- The paper introduces Jericho, a platform that simplifies connecting reinforcement learning agents to interactive fiction games via game-specific vocabulary and action templates.
- It employs a template-based action space that drastically reduces the combinatorial search space for generating natural language commands.
- Empirical evaluations with agents like DRRN and TDQN reveal both promising performance metrics and ongoing challenges in language understanding and sequential decision-making.
Evaluating Language-Based Agents in Interactive Fiction Games
The paper explores the utilization of Interactive Fiction (IF) games as a testbed for the development and evaluation of language-based autonomous agents. IF games are text-based simulation environments where players navigate and interact solely through textual input, which the authors argue presents a set of unique challenges suitable for studying language understanding, commonsense reasoning, and sequential decision making in artificial agents. The development of Jericho, an open-source Python-based platform that facilitates the connection of reinforcement learning agents with IF games, allows for an empirical evaluation of such agents across a range of games.
Contributions and Methodology
This research makes three primary contributions:
- Introduction of Jericho: Jericho provides a Gym-like interface for connecting reinforcement learning agents to IF games, supporting features such as loading/saving game states and replicating gameplay through seeding. This framework includes mechanisms for extracting game-specific vocabulary and action templates, which significantly reduces the complexity of language generation required from agents.
- Template-Based Action Space: The authors propose a template-based action space for action generation. This involves selecting action templates and subsequently populating them with words from the game-specific vocabulary. This approach drastically reduces the effective search space from potentially billions of combinations to manageable millions.
- Empirical Evaluation of Agents: The paper evaluates several agents, including DRRN for choice-based games, and TDQN, which builds on the LSTM-DQN by operating in the novel template-based action space. The evaluation spans across a robust set of human-made IF games, providing quantitative benchmarks for agent performance.
Research Challenges
Several challenges in applying reinforcement learning to IF games are discussed:
- Combinatorial Action Space: The vast number of potential natural language inputs presents a significant exploration challenge. Even with a constrained action space, agents must efficiently explore millions of possibilities to learn effective strategies.

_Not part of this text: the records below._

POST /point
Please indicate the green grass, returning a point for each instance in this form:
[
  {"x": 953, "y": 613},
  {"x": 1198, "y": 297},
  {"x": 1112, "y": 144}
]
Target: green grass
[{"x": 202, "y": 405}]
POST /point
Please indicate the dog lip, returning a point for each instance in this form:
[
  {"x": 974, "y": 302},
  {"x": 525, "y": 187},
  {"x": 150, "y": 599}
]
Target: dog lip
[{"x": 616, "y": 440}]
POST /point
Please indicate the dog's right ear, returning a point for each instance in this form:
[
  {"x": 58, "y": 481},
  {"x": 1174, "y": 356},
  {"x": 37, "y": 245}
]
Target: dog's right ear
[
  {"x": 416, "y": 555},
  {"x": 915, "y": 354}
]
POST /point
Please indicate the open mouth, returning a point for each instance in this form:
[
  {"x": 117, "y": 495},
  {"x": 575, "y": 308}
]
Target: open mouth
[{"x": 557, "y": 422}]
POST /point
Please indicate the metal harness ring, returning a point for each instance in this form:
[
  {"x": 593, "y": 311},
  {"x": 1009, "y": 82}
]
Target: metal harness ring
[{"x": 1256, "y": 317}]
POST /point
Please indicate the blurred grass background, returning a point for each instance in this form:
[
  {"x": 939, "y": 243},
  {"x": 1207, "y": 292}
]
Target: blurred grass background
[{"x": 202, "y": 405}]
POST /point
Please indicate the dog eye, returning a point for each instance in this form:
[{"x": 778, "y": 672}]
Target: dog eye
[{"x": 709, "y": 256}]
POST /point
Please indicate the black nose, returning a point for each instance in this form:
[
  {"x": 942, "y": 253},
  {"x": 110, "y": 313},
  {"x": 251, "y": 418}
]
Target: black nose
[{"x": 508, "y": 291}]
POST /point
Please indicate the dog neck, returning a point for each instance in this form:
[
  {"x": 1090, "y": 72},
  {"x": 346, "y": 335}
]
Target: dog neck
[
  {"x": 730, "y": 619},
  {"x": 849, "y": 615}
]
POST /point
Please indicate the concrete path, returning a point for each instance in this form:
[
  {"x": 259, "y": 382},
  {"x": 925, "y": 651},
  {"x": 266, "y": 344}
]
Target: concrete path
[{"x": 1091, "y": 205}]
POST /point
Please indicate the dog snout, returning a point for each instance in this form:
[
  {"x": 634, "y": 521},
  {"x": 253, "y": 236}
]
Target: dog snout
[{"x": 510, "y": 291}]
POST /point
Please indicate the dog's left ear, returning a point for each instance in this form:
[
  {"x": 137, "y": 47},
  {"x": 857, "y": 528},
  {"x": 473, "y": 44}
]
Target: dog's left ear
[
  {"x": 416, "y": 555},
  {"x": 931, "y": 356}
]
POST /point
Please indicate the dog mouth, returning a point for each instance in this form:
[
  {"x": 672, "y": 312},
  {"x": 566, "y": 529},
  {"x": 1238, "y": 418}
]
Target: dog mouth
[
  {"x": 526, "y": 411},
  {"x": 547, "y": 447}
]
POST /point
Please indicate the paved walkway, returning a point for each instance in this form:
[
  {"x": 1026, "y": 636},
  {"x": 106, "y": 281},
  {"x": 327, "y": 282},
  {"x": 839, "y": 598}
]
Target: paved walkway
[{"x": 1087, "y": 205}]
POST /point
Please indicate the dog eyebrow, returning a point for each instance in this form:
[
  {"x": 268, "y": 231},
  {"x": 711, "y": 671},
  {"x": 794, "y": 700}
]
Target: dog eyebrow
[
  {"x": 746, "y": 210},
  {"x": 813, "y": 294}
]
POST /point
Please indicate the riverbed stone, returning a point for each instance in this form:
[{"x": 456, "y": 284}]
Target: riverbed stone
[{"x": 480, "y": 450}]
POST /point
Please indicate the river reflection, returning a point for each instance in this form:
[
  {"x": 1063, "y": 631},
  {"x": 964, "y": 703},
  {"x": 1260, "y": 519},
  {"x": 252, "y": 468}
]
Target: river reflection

- Commonsense Reasoning: IF games often rely on an understanding of ungrounded language and require agents to leverage commonsense reasoning for effective interaction and decision making, a task that remains largely unsolved in AI.
- Knowledge Representation: IF games necessitate complex tracking of state information across numerous locations and objects. Successfully mapping navigational experience and item interactions to an internal representation poses a challenge for AI agents.
Results and Implications
The empirical results underscore the viability of reinforcement learning within IF games, demonstrating variable performance across games of differing complexity. DRRN outperforms TDQN, indicating the utility of pre-identified valid actions in choice-based settings. However, TDQN showcases the potential of language generation tasks even within the complexity and variability inherent to IF game environments.
The success and limitations of the explored agents indicate significant room for future exploration, particularly in developing general game-playing agents capable of transferring learned policies across different IF environments. Moreover, this research prompts consideration of unsupervised learning strategies and improved methods for action space exploration.
Conclusion
The work positions IF games as a critical environment for advancing AI research in natural language understanding and decision making. The introduction of Jericho and the template-based action space constitute valuable contributions to the field, offering an extensible platform for subsequent investigation. As IF games continue to challenge both human players and AI, they represent a fertile ground for future advancements in language-based agent research.